Oliver Müller: Wenn die sich zu sechst an den Kreis stellen, ist jeder wahrscheinlich 2,80m groß. Da könnte maximal unser Pascal Scholz durch deren Beine laufen. Vielleicht sollten sie als Handicap nur mit dem „schwachen“ Arm werfen dürfen – aber wahrscheinlich reicht auch das noch aus. Wir werden uns was einfallen lassen müssen, um überhaupt Land zu sehen.
Andreas Schröder: So ganz unvorbereitet sollten die Fußballer wirklich nicht zu uns kommen. Wir haben uns schließlich auch eine Taktik überlegt. Es empfiehlt sich auf jeden Fall nicht mit Stollen in die Halle kommen, in der im Übrigen auch ganz andere Lichtverhältnisse herrschen als unter freiem Himmel…
Zu hohen Rasen oder böiger Wind taugt in der Tat nicht als „Ausrede“. Vielleicht sollten die Fußballer zu elft antreten…
Oliver Müller: Selbst dann wird es wahrscheinlich schwierig, weil wir uns auf engstem Raum gegenseitig auf den Füßen stehen würden.
Andreas Schröder: Ich glaube auch, dass das Feld dann zu klein wird. Es sei denn, sie versuchen es mit fünf Kreisläufern gleichzeitig…
Oliver Müller: Apropos zu klein. Vielleicht sollten wir den Feldhandball wieder beleben, wie es ihn bis in die 1960er Jahre gegeben hat. Da hätten wir zwar auch keine Chance, aber wir hätten wenigstens Rasen unter den Füßen.
Um etwas Würze in das Spiel zu bringen: Herr Schröder, welche Wette können Sie den Fußballern anbieten…?
Andreas Schröder: Wenn sie es schaffen zweistellig gegen uns zu treffen, dann kriegen sie auf jeden Fall einen Kasten Bier extra.

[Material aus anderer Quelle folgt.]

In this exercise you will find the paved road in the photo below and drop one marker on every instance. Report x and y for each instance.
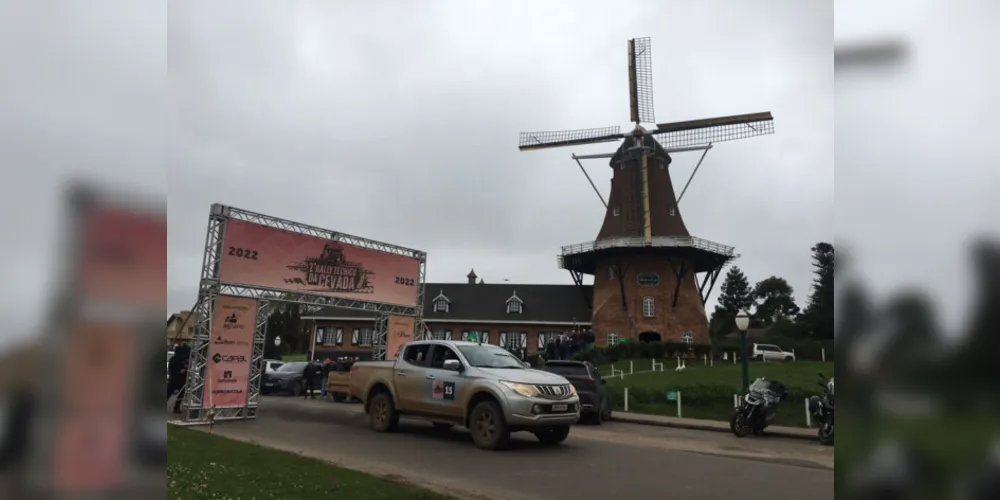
(607, 462)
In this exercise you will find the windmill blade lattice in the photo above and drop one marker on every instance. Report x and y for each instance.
(712, 130)
(641, 80)
(541, 140)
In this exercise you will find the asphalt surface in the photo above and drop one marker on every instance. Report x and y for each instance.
(606, 462)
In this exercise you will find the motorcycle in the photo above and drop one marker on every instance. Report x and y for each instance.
(757, 407)
(821, 410)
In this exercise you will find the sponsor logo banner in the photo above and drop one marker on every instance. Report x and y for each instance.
(228, 372)
(266, 257)
(400, 333)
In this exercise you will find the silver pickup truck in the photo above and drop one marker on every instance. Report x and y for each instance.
(478, 386)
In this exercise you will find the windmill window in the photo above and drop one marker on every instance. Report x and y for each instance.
(441, 302)
(441, 335)
(329, 336)
(514, 307)
(648, 279)
(648, 307)
(514, 304)
(441, 305)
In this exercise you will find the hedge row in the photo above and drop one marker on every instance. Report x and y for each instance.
(805, 350)
(692, 394)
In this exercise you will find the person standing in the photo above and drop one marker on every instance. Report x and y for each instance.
(327, 368)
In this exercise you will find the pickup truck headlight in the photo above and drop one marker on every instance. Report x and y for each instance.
(525, 390)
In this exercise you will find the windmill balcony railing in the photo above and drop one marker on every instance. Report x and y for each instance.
(657, 241)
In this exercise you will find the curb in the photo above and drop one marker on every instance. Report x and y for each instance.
(703, 427)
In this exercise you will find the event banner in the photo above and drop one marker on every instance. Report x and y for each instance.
(266, 257)
(400, 333)
(227, 377)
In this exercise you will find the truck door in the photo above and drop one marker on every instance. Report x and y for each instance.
(444, 390)
(408, 376)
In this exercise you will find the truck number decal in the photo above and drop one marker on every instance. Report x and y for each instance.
(443, 390)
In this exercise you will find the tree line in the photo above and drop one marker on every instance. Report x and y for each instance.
(771, 302)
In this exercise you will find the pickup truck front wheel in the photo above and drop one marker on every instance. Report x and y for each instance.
(553, 435)
(382, 414)
(489, 429)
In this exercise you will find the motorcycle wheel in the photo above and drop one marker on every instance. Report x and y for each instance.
(826, 435)
(738, 424)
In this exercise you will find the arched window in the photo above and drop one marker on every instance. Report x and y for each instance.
(648, 307)
(514, 304)
(442, 303)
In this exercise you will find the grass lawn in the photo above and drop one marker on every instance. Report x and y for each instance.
(799, 375)
(203, 466)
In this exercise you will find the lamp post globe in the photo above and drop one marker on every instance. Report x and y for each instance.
(742, 324)
(743, 320)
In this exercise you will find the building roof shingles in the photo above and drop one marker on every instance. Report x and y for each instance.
(487, 302)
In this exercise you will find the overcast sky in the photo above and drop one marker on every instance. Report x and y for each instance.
(399, 121)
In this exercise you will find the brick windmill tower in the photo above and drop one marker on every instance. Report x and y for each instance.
(651, 276)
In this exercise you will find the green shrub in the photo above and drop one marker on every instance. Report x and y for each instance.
(805, 350)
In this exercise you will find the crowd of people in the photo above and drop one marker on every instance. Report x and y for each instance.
(564, 346)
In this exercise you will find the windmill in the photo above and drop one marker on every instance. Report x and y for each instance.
(643, 232)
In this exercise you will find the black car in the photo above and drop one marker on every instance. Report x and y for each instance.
(590, 386)
(287, 379)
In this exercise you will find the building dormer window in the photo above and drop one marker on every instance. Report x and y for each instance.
(441, 303)
(514, 304)
(648, 307)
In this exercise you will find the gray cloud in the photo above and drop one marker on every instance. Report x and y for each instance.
(399, 121)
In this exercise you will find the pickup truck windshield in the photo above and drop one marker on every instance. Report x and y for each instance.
(485, 356)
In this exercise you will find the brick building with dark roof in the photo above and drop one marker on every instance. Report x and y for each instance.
(522, 318)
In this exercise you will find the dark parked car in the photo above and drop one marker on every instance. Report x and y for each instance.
(589, 385)
(287, 379)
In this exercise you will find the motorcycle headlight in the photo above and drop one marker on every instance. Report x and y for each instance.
(525, 390)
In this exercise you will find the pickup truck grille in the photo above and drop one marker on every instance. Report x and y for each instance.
(554, 391)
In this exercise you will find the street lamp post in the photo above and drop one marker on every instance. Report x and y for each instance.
(742, 324)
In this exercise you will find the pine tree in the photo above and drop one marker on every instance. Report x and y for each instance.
(818, 317)
(775, 301)
(735, 295)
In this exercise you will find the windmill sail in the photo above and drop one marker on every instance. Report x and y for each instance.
(711, 130)
(541, 140)
(640, 80)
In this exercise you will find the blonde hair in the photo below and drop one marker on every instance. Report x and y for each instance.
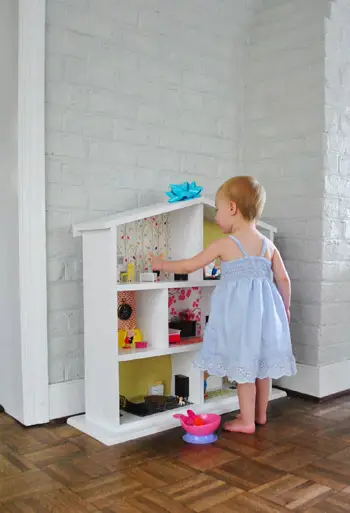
(248, 195)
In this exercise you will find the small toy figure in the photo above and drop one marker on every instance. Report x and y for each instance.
(206, 376)
(131, 273)
(129, 339)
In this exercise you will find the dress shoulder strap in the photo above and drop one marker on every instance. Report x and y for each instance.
(264, 247)
(239, 244)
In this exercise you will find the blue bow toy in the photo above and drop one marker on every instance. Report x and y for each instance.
(184, 191)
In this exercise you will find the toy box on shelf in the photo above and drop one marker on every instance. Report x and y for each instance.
(115, 337)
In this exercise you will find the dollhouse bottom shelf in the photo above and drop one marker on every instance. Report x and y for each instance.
(133, 427)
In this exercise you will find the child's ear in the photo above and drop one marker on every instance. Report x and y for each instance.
(233, 208)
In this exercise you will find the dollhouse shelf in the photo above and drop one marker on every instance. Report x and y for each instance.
(165, 285)
(103, 419)
(137, 354)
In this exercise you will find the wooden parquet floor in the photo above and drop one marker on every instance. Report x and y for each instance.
(299, 462)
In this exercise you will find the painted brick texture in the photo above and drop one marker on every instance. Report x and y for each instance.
(139, 93)
(335, 286)
(283, 146)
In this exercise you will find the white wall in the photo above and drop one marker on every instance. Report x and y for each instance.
(335, 318)
(140, 93)
(11, 392)
(283, 146)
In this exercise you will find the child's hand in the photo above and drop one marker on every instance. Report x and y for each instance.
(157, 263)
(288, 315)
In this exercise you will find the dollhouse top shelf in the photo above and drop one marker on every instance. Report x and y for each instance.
(136, 214)
(165, 285)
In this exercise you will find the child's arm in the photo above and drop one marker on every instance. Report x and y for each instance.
(189, 265)
(282, 280)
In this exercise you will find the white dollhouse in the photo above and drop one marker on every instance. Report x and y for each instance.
(177, 231)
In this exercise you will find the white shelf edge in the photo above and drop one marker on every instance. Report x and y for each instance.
(139, 354)
(156, 423)
(165, 285)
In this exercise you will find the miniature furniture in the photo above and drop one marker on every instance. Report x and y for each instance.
(183, 237)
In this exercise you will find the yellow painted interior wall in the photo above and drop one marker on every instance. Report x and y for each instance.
(211, 232)
(137, 375)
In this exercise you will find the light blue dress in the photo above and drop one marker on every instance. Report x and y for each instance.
(247, 335)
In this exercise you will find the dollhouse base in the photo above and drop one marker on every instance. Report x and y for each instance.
(133, 427)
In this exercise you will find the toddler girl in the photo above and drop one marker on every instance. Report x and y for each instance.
(247, 337)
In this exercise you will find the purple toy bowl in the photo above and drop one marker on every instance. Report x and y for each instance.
(212, 422)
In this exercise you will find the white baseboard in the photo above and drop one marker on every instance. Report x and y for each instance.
(319, 381)
(66, 399)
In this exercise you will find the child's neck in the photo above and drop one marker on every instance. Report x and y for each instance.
(243, 227)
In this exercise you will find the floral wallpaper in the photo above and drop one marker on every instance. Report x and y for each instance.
(128, 297)
(139, 239)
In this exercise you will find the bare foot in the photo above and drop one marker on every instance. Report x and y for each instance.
(237, 426)
(258, 421)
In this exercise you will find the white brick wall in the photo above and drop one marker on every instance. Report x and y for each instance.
(335, 293)
(283, 126)
(140, 93)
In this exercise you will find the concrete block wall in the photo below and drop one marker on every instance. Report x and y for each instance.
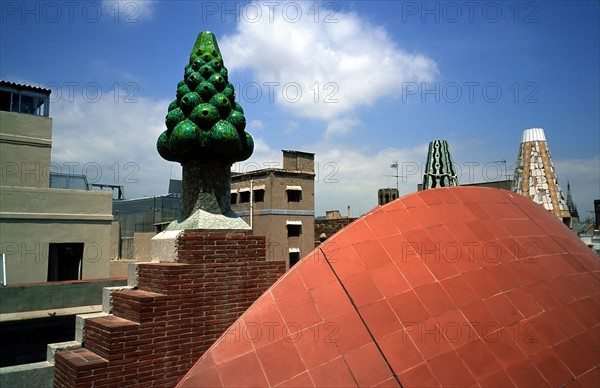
(158, 330)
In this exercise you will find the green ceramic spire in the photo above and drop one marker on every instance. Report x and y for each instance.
(205, 123)
(439, 169)
(206, 134)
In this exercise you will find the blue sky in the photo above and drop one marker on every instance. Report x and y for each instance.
(359, 83)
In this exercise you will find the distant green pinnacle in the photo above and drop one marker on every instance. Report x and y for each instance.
(204, 123)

Das ist doch ein gelungener Ansporn. Wie lange sollte das Spiel denn dauern, damit sie ihren Zwei-Tore-Vorsprung aus dem Hinspiel behaupten können, Herr Müller?
Oliver Müller (überlegt lange): Wenn alle Kniffe, die wir uns überlegen werden, funktionieren und wir ein paarmal unfallfrei hin- und herpassen, dann können wir den Vorsprung vielleicht eineinhalb Minuten halten. Das wäre sensationell.

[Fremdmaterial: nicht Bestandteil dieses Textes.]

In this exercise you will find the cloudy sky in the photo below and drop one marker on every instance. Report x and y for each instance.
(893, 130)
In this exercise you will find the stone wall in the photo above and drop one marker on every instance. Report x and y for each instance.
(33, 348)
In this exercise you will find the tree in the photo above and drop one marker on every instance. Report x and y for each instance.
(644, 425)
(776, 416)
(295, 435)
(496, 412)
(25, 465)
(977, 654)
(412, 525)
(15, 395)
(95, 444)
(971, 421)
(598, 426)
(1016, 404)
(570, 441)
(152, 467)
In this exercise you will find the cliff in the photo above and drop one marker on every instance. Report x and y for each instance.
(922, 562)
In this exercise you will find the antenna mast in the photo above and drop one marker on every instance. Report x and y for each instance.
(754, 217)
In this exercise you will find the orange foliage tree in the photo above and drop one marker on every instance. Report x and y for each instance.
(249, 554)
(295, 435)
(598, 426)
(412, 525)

Dann wird es am Ende nach Hin- und Rückspiel nicht für den Gesamtsieg reichen…
Oliver Müller: Ich habe wenig Hoffnung, dass wir ähnlich gut aussehen wie die Handballer auf dem Fußballfeld. Bundesliga gegen Nicht-Handballer ist dann doch eine andere Welt, obwohl wir manchmal Handball-Kopfball zum Aufwärmen spielen. Ich hoffe, dass es uns gelingt im Rückspiel ein eigenes Tor zu erzielen…

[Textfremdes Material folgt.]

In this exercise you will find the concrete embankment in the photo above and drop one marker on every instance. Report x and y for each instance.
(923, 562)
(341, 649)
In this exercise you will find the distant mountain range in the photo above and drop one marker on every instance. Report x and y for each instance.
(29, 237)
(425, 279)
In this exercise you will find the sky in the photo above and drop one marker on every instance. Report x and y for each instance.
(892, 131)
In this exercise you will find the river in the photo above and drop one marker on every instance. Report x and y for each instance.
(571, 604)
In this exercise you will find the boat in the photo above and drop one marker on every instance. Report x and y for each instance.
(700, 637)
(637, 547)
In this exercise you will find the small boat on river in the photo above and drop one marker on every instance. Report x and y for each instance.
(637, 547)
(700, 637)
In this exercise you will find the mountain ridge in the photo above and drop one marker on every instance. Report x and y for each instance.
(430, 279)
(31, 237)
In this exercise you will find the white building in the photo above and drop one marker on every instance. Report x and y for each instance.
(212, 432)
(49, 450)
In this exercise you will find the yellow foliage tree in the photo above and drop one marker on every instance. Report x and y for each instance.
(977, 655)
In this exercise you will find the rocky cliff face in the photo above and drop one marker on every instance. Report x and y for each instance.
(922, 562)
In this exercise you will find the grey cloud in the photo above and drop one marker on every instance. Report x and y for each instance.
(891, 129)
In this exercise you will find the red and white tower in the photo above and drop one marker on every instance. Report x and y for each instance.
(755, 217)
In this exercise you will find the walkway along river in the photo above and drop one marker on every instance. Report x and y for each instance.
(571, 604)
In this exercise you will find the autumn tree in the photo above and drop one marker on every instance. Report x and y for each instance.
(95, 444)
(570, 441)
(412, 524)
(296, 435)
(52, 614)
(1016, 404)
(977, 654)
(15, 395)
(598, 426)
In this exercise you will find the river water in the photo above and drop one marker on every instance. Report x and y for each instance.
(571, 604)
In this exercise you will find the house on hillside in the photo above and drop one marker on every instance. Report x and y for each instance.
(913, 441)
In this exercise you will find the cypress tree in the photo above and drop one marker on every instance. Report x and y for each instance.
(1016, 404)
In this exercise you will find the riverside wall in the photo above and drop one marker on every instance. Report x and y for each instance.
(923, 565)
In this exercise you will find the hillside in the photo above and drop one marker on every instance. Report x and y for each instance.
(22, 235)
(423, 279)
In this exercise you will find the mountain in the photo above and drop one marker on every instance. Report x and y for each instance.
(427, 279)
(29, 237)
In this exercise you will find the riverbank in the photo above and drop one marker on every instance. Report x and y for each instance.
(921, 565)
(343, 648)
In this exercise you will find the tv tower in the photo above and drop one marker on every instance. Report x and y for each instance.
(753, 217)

Der gegenseitige Respekt vor den sportlichen Leistungen des jeweils anderen ist zweifellos vorhanden und FCL-Coach Oliver Müller stellt darüber hinaus fest, dass „das alles riesige Geräte sind. Alle 2m groß, aber als Profi sehr bodenständig, sehr geerdet. Die Jungs gehen auch wesentlich fairer miteinander um. Davon können sich Fußballer im Allgemeinen eine Scheibe abschneiden.“ Dass dieses erste Training keine einmalige Angelegenheit bleiben soll, liegt auch HSC Geschäftsführer Jan Gorr schwer am Herzen. „Das Stadion in Lichtenfels bietet einen tollen Rahmen und schreit förmlich nach einer Wiederholung“. Dann hoffentlich mit zahlreichen Zuschauern und einem sozialen Zweck im Hintergrund, für den es sich maßgeblich lohnt, schmerzhaftes Laktat in den Beinen zu spüren oder genau getimt in ein Kopfballduell zu gehen.